Confluence and JIRA are now back online. The Confluence upgrade from 1.4 to 2.1 caused quite a few problems, as it was unable to upgrade the existing database. Also, the restore process halted at 55% during the “applying special processing” step, but as far as I can see it has restored all content and attachments correctly. If you spot anything amiss with either Confluence or JIRA, please let me know.
Mail should now be operational again across all domains. I ran into a ton of problems with the Exim configuration file on the new system (which uses LDAP and virtual mail accounts rather than system users), and it has taken most of today to iron out all of the problems this caused.
There are still a few quirks: SpamAssassin is somehow incapable of setting its home dir, so it cannot find the bayes database (this is not critical, but does mean that more spam than usual will be slipping through, at least until it gets fixed).
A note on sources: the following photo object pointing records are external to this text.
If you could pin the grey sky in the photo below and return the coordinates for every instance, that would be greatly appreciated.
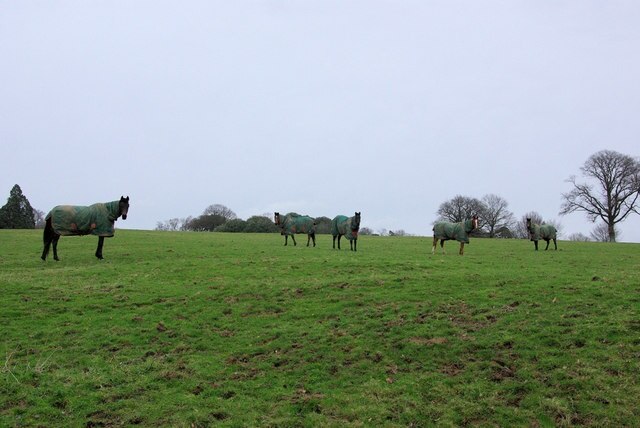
(318, 107)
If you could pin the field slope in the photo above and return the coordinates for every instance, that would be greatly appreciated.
(195, 329)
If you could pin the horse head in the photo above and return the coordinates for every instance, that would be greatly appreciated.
(123, 207)
(474, 222)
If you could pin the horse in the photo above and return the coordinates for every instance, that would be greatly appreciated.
(71, 220)
(294, 223)
(445, 230)
(545, 231)
(347, 226)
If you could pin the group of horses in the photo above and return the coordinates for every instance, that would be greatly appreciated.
(98, 219)
(341, 225)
Some users have received new login and/or password. If you cannot login, please catch me on IM to get your updated account information.
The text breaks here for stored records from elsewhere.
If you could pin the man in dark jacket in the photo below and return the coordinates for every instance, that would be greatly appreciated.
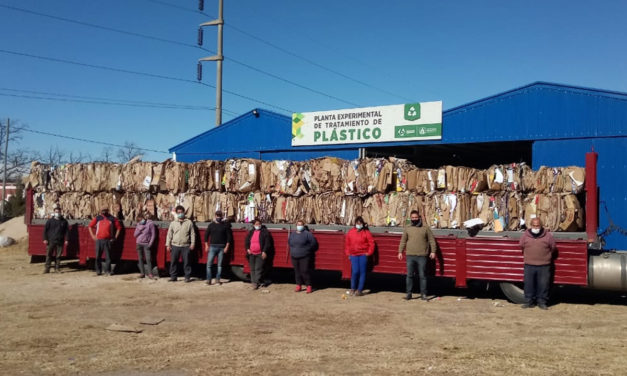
(218, 240)
(56, 235)
(258, 244)
(418, 242)
(538, 247)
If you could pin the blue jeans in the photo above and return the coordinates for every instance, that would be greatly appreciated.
(416, 264)
(358, 271)
(537, 281)
(215, 249)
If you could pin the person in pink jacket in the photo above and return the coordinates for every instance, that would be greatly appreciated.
(359, 245)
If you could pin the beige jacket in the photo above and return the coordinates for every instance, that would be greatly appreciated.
(181, 234)
(417, 241)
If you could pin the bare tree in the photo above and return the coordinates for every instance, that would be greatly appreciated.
(128, 151)
(106, 155)
(18, 160)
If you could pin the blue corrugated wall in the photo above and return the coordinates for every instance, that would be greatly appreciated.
(611, 176)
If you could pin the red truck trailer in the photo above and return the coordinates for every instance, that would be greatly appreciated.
(485, 256)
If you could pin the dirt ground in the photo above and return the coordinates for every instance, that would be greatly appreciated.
(56, 324)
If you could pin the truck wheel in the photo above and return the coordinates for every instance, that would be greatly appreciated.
(238, 271)
(514, 292)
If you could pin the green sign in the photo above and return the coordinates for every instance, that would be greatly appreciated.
(421, 130)
(412, 111)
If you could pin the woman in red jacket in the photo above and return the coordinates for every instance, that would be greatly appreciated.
(359, 245)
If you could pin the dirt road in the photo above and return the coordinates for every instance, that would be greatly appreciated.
(56, 324)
Apart from webmail still not being online, email should now be in perfect working order. Let me know if you discover anything that might indicate a problem.
Now, on to the next problem…
Of course, nothing is ever as easy as expected. I won’t go into too much detail at this hour, but as you can easily observe the server upgrade is still far from complete. I’ll post status updates at regular intervals tomorrow (that is, later today, but after catching some sleep) as the various services come online (web and email support is almost, but not quite, working – sigh).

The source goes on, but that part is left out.